National Education Week 2015 is coming to the Big Apple, as NYU’s Steinhardt School of Culture, Education and Human Development will be hosting the conference’s first year in New York City.
A press release from the university says the week’s goal is to “foster new partnerships” and “exchange best practices in education.” The school is co-hosting this year’s National Education Week with EDGE Edtech, which runs from December 15-17. In years past it has been held in Washington D.C.
Steinhardt agreed to the proposal just days ago, with Steinhardt’s Vice Dean for Academic Affairs Ted Magder signing onto the project. He is already helping EDGE to program the event and is and preparing for the biggest day of National Education Week — December 16th — when a series of TED-style talks will be held.
“I know pretty well the faculty who are significant researchers in their areas and hope to attract some of them to the event,” Magder said. “I’m also working with EDGE to contact people across the country. We want global and international participants and hope to bring in people from other countries.”
This year’s lineup ranges from McGraw Hill’s CEO to the U.S. Department of Education’s Head of Office of Education, and they recently confirmed educational pioneer Chris Riddell’s attendance. Jonathan D. Harber, EDGE’s cofounder and managing partner said they plan to schedule at least 20 more speakers before the actual event.
“Many of them are mentors for companies,” Harber said. “We’re focusing on New York innovation and education, then moving to national education innovation and then to global. So we’re basically looking at thought leaders for New York, the U.S., and around the globe.”
In addition to this presentation series, Edtech startups will be pitching their ideas in the Skirball Center with a Shark Tank style presentation. Each startup will have completed an incubator project during the fall and may unveil the fruits of their labor during a four-minute pitch slot.
Both the pitches and talks will take place on Dec. 16, but a more detailed schedule of events is available online. Although it is still in the planning stages, the discussion topics will include K-12 education, education technology and education innovators.
While this is mainly targeted towards company executives and experienced professionals, Magder said there should be reserved spaces for interested NYU students.
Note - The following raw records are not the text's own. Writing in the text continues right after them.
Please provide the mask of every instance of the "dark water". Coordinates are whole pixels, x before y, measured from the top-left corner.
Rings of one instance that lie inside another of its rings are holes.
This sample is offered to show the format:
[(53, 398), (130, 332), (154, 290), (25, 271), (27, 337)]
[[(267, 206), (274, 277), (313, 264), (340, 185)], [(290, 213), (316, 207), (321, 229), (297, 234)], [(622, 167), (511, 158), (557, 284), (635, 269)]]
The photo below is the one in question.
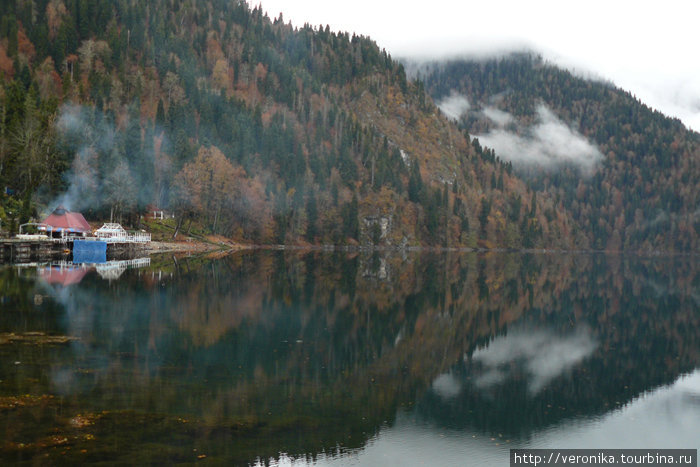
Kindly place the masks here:
[(256, 252), (125, 268), (0, 269), (0, 463), (700, 447), (696, 258)]

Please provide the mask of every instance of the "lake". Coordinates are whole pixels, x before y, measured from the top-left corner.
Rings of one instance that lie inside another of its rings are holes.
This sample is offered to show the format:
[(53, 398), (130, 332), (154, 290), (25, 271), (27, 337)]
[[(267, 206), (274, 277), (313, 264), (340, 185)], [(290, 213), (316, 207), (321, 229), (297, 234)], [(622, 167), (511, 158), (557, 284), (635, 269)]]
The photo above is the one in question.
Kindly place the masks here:
[(700, 447), (694, 257), (0, 267), (0, 463), (508, 465)]

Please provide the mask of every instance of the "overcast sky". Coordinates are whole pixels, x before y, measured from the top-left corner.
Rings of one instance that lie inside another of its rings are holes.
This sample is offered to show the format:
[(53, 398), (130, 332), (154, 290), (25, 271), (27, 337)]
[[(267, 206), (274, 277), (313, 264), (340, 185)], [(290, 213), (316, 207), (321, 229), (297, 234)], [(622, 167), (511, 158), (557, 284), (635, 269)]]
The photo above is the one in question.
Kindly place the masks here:
[[(271, 18), (370, 36), (395, 58), (529, 47), (700, 131), (700, 1), (262, 0)], [(255, 5), (255, 3), (253, 3)]]

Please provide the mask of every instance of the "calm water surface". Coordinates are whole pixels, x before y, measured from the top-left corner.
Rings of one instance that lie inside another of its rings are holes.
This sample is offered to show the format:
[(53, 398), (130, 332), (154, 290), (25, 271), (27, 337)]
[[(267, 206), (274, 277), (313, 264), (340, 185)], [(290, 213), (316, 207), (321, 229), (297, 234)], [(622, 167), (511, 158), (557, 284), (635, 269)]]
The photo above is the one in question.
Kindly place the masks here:
[(0, 267), (0, 463), (507, 465), (700, 448), (696, 258)]

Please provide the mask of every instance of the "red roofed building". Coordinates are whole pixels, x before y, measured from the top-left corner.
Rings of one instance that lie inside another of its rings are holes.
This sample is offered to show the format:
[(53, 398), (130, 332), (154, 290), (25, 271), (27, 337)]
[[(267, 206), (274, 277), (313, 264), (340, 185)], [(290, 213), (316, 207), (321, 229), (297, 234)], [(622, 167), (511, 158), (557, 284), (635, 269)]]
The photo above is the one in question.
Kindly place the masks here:
[(52, 233), (65, 233), (73, 235), (84, 235), (90, 233), (90, 224), (79, 212), (71, 212), (63, 206), (59, 206), (44, 219), (42, 224), (46, 224), (47, 230)]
However, since it comes with a price tag, interested students such as Steinhardt freshman Katie Fei might not be able to attend.
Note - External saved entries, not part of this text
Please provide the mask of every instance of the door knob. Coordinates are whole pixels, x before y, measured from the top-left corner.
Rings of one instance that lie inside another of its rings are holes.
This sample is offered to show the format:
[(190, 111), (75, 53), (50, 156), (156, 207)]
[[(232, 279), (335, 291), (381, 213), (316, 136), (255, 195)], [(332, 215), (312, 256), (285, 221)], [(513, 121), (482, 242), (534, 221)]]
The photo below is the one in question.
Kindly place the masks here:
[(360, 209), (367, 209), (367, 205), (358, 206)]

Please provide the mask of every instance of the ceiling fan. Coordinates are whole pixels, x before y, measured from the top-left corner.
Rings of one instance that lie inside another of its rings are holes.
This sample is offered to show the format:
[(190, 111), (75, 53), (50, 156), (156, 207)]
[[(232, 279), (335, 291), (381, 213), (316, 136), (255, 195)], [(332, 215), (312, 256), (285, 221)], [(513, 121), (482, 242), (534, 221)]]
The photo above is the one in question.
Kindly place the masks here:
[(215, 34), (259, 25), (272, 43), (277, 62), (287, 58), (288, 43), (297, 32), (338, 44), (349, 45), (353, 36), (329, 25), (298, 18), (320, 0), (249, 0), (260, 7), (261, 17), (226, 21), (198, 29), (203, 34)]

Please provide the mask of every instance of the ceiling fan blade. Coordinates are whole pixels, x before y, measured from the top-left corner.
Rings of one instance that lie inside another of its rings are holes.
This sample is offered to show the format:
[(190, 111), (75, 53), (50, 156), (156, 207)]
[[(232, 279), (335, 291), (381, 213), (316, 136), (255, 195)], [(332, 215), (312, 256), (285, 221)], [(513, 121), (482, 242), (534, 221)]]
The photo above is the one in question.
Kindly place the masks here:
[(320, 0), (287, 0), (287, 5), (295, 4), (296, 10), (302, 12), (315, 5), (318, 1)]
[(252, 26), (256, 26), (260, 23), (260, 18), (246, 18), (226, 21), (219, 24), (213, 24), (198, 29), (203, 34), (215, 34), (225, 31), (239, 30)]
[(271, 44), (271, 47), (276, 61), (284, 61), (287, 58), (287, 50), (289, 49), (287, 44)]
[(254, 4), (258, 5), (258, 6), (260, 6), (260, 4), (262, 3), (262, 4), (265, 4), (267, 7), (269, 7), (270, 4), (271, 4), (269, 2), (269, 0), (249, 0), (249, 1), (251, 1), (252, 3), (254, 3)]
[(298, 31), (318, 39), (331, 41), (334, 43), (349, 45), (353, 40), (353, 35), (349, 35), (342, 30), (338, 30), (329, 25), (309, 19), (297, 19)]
“I don’t think they should be making people pay to attend the conference, especially if it’s National Education Week,” Fei said. “If anything, it’s the time to promote educational values and free exchange of ideas and so forth, so the event should really be more open to everyone.”
Harber believes the week largely tailored towards professionals throughout the education field. He said that although K-12 will be largely discussed, actual K-12 students will not be partaking in this conference, since they are not the ones implementing their education. However, this conference is projected to become an annual affair, so Harber hopes to see increased excitement and attendance.
“This year, we’re giving it a New York edge and we’re growing it,” Harber said. “You think of what fashion week is in New York, so the goal is that eventually, the National Education Week will be like fashion week.”